For Christianity, truth is something that you learn from others or from a book or two. Buddhism has the advantage of being discoverable based solely on your own experience. Buddha is not a god in the way Christians think of God. He's just a guy who more clearly understood what's happening with the phenomenon of human existence.
So the whites have a god who's staring at you right now as you read this, but He is keeping in Mind that he put a person on the planet to be sacrificed for those sins of yours. The easterners approached religion from a more philosophical and curious perspective, as if they honestly wanted to know the truth about where human beings come from, what it means to be a human being (if anything), what we're supposed to do when we're alive, and what happens when we die.
In an effort to discover the "truth" about these questions, Christians look to human events, human language, and a human-like god and soul. Buddhists, however, consider the experience of being a person completely dependent on the rest of our environment, whether it be through sensing the outside world or sensing our bodies and minds as our hearts keep beating and thoughts keep rolling.
The Christian approach looks away from the experience of reality and toward a dramatic story about the creation the world in order to be dominated by the human being - who turns into a sinner who can fight off death by putting faith in a human sacrifice two thousand years ago. The eastern approach examines what we're really asking questions about - reality.
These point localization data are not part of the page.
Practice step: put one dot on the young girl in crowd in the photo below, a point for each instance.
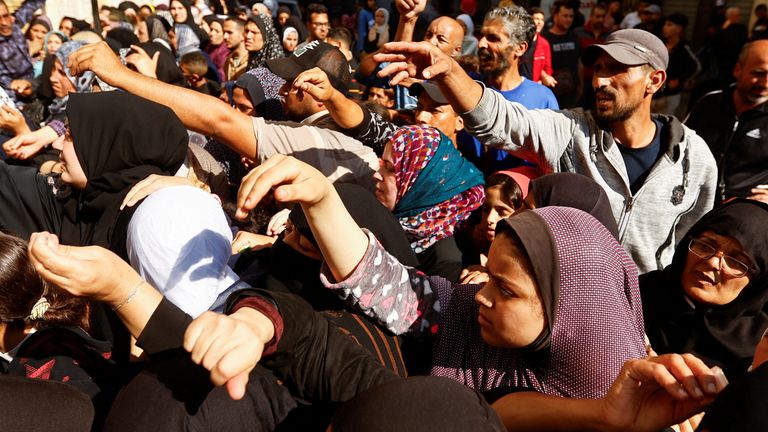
(35, 36)
(378, 31)
(261, 41)
(526, 328)
(504, 195)
(290, 40)
(324, 365)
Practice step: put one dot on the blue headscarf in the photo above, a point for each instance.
(438, 172)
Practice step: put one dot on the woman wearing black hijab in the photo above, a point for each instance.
(189, 20)
(712, 301)
(116, 140)
(295, 267)
(572, 190)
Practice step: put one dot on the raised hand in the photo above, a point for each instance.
(143, 63)
(29, 144)
(315, 83)
(292, 180)
(13, 120)
(98, 58)
(229, 346)
(410, 9)
(420, 60)
(653, 393)
(80, 270)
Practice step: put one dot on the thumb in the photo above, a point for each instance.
(236, 385)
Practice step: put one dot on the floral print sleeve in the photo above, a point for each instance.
(373, 131)
(402, 299)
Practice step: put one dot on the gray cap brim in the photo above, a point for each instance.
(622, 53)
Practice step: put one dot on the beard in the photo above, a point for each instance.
(618, 112)
(500, 61)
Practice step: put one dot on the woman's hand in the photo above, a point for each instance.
(143, 63)
(277, 222)
(291, 179)
(315, 83)
(653, 393)
(474, 274)
(152, 183)
(12, 120)
(247, 241)
(229, 346)
(81, 270)
(342, 243)
(29, 144)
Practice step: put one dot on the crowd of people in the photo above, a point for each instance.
(389, 215)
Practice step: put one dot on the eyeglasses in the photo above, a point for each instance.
(706, 251)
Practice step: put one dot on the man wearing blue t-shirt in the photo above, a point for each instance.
(506, 35)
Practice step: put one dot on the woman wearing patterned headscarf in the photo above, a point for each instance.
(28, 144)
(431, 189)
(181, 11)
(261, 41)
(255, 93)
(561, 286)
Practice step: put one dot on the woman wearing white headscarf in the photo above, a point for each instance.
(378, 32)
(290, 40)
(180, 242)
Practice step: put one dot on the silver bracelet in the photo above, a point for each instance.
(130, 296)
Since it would make sense that you believe your religion is the truth, and since truth is supposed to be an accurate description about reality, it would then make sense to look to reality to gain a better understand of the truths that we classify as religious in nature.
Observing your experience of reality in order to understand truth and form a personal religious system less conflicted with reality is what meditation is. A thorough investigation into what is typically thought of as a soul or self results in the very conflict that causes many people to be afraid of spending twenty minutes alone without anything to do. The soul, the last safeguard against having to experience personal death is found to not exist, not quite leading to death, but to an understanding that there was never something to be born or die.
Instead of this bleak, empty understanding of human life causing awful depression, attention is focused back onto the experience of being a person, as there is nowhere else to put the attention, the soul/self having been found to be imaginary. Human experience then stops being filtered through beliefs we have about who we are, what we're supposed to be doing, and what happens when we die and back to a more truthful experience of being something or other.